Interestingly, the initially expected compounds were not found in the anticipated fraction (FA12–15). Instead, a previously unreported mixture of compounds 1 and 2 was isolated and structurally characterized. To the best of our knowledge, these compounds have not been previously identified in L. racemosa, making this a novel contribution to the phytochemistry of the species.

This study demonstrates that the crude extract of the transformed LRTC3.1 cell line exhibits potent anti-inflammatory activity, comparable to, and in some aspects surpassing, that of commercial drugs such as meloxicam, as indicated by the reduction in TNF-α and the increase in IL-10. In terms of cytotoxicity, fractions C2F28–29 and C3F33 (compounds 1 and 2) displayed selective activity against MCF7 breast carcinoma and SiHa cervical carcinoma cells. Furthermore, the LRTC3.1 cell line has remained stably transformed for over nine years and now exhibits a distinct phytochemical profile, notably characterized by increased levels of 3-O-[(E)-feruloyl]-maslinic acid (1) and 3-O-[(E)-feruloyl]-corosolic acid (2).

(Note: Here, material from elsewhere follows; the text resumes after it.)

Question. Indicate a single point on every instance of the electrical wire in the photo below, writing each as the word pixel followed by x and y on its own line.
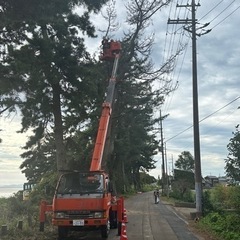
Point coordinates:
pixel 226 17
pixel 210 10
pixel 204 118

These findings highlight the biotechnological potential of LRTC3.1 as a long-term producer of bioactive metabolites. Future studies should aim to optimize the production of these compounds through the use of elicitors and to fully characterize the bioactive components in fractions C2F28–29 and other active fractions. Additionally, in vivo studies are needed to validate both the anti-inflammatory and cytotoxic effects observed in vitro, and to elucidate the underlying mechanisms of action.